# Objekte in GUI verknüpfen



## GeeO (5. Mai 2012)

Hallo zusammen,

sehr schönew Forum, mein erster Beitrag!

Ich bin gerade dabei eine Java Anwendung zu planen. Es soll darum gehen, dass der Anwender die Möglichkeit hat verschiedene Objekte miteinader zu verknüpfen. Objekte teilen sich auf in grafische Objekte oder Aktionen, die auf die grafischen Objekte angewendet werden können.

Als Beispiel könnte man sich das so vorstellen:


Benutzer wählt ein Kreis Objekt. 
In einer Ausgabe wird ein Kreis gezeigt.
Benutzer verbindet das Kreis Objekt mit einem Gridobjekt.
In der AUsgabe sieht man mehrere in einem Gitter angeordnete Kreise.
Benutzer verbindet das Gridobjekt mit einem Rotationsobjekt.
Die Ausgabe des Gridobjekt fängt an zu rotieren.

Ich hoffe es ist einigermassen klar geworden  Ich möchte Objekte möglichst flexibel miteinander verknüpfen können. Hauptbestandteil sind natürlich die grafischen Objekte. Ohne diese, keine Ausgabe.

Vielleicht hat jemand nen Tipp für mich, für ein flexibles Design um Objekt in vielen Kombinationen miteinander verknüpfen zu können.
Ich dachte vielleicht ans Decorator Pattern, Aktionen könnten dann als Strategy implementiert werden.

Noch hab ich leider nicht viel zu zeigen. Es geht in erster Linie auch darum ein paar Hinweise für die Architektur zu bekommen, um nachher nicht in Teufelsküche zu kommen.

Jemand eine Idee? Bin für jeden Tipp dankbar 

Viele Grüße 
GeeO


----------



## JohannisderKaeufer (6. Mai 2012)

Von den GoF - Pattern ist hier das Decorator pattern jenes welches angeschaut werden sollte.

Decorator pattern - Wikipedia, the free encyclopedia


----------



## JohannisderKaeufer (6. Mai 2012)

Hab mal selbst versucht sowas zu bauen siehe Screenshot







Wenn man sich ein wenig mit Swing beschäftigt und sich an das Decoratorpattern hält, dann ist das fast ein Selbstläufer.

In dem Beispiel habe ich einen Kreis, der in einem Grid 2 x 2verpackt ist und dieses Grid ist widerum in einem solchen Grid.
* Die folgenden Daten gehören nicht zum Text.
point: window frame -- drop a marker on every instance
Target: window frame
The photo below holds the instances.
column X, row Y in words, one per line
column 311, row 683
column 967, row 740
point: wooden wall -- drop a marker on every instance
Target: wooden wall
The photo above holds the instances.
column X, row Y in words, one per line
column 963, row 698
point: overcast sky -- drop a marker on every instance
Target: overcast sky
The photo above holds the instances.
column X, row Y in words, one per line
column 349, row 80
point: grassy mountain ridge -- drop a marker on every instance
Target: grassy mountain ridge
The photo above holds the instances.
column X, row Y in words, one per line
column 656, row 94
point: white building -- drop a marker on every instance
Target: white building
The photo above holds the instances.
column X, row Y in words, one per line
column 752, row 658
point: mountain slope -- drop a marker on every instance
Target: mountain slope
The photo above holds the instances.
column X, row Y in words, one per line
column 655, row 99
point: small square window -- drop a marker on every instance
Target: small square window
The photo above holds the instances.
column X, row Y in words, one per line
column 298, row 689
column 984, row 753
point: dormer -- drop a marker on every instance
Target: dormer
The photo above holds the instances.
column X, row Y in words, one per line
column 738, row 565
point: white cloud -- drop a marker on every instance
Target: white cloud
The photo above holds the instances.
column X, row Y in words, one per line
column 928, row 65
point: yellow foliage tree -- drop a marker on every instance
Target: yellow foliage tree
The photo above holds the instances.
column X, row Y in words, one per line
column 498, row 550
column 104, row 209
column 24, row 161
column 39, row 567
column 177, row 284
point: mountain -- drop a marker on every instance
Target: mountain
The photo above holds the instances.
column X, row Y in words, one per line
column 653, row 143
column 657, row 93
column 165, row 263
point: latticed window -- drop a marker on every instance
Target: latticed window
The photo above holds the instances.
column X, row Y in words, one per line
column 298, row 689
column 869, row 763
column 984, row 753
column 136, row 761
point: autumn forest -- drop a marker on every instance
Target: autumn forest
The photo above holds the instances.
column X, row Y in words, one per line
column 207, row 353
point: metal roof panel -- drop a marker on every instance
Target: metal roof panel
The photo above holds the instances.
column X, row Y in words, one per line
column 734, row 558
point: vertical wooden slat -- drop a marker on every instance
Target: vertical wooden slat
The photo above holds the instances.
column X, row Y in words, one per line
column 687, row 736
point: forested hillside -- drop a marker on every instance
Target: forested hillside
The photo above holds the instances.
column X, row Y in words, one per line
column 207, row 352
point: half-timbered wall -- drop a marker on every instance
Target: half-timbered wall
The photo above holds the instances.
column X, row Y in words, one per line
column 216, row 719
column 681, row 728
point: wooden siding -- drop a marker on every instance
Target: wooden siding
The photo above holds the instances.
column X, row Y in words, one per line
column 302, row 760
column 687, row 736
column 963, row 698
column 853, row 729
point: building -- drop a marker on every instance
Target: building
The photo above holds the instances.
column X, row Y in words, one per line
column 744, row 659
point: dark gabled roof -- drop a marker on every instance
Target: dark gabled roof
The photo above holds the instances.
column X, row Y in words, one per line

Was schlußendlich 16 Kreise geben soll.


[OT]Kann man seine Beiträge nicht mehr editieren?[/OT]


----------



## GeeO (6. Mai 2012)

Hey,

vielen Dank für deine Hilfe! Sieht wirklich schon nachdem aus, was ich mir vorgestellt habe!
Genauso, echt cool!

Vllt kannst du mir nen bisschen mehr von dem Code zeigen?
Wäre nen super Anfangspunkt für mich!

Viele Grüße
GeeO


----------



## GeeO (8. Mai 2012)

Sorry für den double Post, aber ich hänge leider und komm nicht weiter!

Ich weiß, dass ich eine Art Konkatenation der Drawing Kommandos erreichen muss,
aber leider will es nicht klappen! Es wäre echt super, wenn du mir nen bisschen mehr 
von deinem Beispiel zeigen könntest!!

Gruß und vielen Dank
GeeO


----------



## JohannisderKaeufer (8. Mai 2012)

Man benötigt schon ein paar Grundkenntnisse bezüglich Swing.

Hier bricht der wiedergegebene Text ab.